Jess and Maddison also recommended keeping your skincare and makeup routine as streamlined as possible, utilising multi-use products.

“This obviously depends on the trip, but if it’s a quick trip, I just pack my BB cream, some bronzer, mascara, one lipstick and a lip balm in my little ziplock bag,” Maddison said.

Lisa said calling ahead to find out what amenities your accommodation has (hairdryer, hair straightener, iron etc.) will save you packing those bulkier items unnecessarily. Clear pencil case style bags or smaller packing cubes are great for packing toiletries so you can easily pull them out if needed at security. Sticky tape over the lid of the bottle will also stop things from exploding throughout your bag.

After a few bad experiences, Annie said it’s also worth bringing extra resealable bags for any liquid or cream items that you have in your carry on.

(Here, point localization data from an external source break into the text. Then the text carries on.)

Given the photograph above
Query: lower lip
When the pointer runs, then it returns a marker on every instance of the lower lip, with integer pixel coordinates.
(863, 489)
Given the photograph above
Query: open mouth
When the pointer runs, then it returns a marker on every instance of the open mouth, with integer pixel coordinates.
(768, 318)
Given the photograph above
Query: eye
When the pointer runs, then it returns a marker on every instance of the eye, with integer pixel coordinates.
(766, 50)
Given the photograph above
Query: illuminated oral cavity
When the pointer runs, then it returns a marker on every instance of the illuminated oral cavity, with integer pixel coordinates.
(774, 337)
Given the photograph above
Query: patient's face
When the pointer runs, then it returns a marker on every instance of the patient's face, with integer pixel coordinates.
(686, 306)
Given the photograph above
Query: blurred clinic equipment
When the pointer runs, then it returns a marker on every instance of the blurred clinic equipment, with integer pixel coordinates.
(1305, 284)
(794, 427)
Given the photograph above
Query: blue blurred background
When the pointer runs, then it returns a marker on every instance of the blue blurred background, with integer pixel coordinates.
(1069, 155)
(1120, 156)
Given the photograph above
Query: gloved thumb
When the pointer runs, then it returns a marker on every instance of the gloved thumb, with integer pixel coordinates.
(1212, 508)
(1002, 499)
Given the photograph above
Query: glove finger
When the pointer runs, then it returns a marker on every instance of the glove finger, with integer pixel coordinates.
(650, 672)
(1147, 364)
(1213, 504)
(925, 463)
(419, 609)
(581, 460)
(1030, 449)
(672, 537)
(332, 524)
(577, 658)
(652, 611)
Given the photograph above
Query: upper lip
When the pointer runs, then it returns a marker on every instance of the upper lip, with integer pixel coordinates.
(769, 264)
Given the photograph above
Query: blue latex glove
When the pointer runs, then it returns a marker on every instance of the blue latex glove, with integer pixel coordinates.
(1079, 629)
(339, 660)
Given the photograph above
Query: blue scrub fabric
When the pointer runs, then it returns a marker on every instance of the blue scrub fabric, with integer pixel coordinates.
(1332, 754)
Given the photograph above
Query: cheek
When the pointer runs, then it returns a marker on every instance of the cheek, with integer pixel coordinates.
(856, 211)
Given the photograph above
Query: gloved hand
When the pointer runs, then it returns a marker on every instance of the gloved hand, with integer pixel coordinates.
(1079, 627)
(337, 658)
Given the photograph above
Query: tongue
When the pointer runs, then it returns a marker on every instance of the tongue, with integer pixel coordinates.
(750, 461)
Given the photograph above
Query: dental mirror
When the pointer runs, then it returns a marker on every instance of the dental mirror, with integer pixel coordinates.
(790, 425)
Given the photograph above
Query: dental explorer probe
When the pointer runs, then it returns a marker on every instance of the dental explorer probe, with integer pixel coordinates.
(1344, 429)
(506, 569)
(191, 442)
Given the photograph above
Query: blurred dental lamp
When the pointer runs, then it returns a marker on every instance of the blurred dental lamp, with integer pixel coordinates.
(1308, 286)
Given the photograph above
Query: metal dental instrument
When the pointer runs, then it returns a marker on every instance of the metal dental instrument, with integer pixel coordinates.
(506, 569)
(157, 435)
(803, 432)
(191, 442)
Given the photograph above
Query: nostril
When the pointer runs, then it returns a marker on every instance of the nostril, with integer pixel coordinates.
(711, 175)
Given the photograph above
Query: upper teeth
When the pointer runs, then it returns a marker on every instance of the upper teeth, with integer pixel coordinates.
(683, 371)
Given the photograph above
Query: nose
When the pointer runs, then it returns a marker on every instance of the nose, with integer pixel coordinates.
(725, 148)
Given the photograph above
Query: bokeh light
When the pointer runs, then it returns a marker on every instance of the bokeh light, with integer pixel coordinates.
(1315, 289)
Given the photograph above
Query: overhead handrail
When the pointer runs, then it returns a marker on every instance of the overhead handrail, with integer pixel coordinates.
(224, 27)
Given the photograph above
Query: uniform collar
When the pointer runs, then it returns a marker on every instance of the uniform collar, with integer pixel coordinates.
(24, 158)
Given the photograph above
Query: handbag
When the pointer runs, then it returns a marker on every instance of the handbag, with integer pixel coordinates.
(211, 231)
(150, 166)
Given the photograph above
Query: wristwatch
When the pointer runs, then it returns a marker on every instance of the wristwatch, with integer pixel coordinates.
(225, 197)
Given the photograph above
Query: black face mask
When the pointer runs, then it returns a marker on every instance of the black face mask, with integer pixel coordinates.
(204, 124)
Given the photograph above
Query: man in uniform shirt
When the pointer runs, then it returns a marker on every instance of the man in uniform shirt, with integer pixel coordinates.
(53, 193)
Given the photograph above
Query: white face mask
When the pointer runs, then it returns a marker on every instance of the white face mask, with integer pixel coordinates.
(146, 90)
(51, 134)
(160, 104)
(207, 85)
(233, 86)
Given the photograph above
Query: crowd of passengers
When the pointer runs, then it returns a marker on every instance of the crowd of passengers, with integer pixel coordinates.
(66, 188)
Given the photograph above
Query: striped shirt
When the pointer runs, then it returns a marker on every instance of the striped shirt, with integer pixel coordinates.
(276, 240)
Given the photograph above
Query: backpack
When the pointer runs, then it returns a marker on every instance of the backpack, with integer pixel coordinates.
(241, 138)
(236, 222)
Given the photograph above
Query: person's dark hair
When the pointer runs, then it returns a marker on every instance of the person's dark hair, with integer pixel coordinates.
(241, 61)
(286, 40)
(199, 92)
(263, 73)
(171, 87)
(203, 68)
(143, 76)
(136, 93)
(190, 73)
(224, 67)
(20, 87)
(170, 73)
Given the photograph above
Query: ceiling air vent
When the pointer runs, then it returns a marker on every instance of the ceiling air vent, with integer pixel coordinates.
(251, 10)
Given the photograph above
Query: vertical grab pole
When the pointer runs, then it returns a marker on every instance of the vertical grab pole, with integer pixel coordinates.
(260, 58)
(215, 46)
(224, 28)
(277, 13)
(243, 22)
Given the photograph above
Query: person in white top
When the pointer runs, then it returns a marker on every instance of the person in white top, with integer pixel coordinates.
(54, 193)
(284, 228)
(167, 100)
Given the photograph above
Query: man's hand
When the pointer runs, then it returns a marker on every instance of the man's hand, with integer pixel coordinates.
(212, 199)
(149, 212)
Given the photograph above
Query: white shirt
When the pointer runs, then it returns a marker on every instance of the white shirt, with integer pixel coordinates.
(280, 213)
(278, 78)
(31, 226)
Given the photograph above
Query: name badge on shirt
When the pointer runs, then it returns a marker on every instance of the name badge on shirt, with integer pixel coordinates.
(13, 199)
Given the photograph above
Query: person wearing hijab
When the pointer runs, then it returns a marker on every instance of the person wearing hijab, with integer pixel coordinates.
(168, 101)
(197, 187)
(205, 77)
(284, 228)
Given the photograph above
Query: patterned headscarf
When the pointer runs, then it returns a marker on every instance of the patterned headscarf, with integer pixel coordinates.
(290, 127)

“There have been a few incidents at different international airports where my expensive cosmetics and skincare items have been thrown out because I didn’t have the bags!”

6. Always ask yourself, is this multi-use?

Lisa advised the one question to ask yourself before adding an item to your ‘packing’ pile is, is this multi-use?

“When travelling carry-on only, the one thing you need to keep in the back of your mind is multi-purpose. Items need to have more than one use on your trip or it’s a waste of space. You need to be resourceful, or you may end up over your limit,” she said.

For example: a tinted lip balm can work as blush, tinted moisturiser with SPF, one day bag that isn’t too big to also use at night, sandals that can be dressed up or very short heels that are comfortable enough to get around in during the day.

7. Don’t forget to check the weather.

Finally, Maddison’s number one tip is to ALWAYS CHECK THE WEATHER BEFORE YOU FLY! Literally, that’s how she said it in our interview.

“Check the weather of your destination the night before, the morning of, when you’re walking out the door, double and triple check it again! There’s nothing worse than showing up thinking it’s going to be boiling to find it’s actually pouring with rain and only 20 degrees.”

With all those tips in mind, all that’s left to say is good luck and godspeed.

Do you have any carry on bag packing tricks? Are you worried about getting through baggage weighing now new rules are coming in?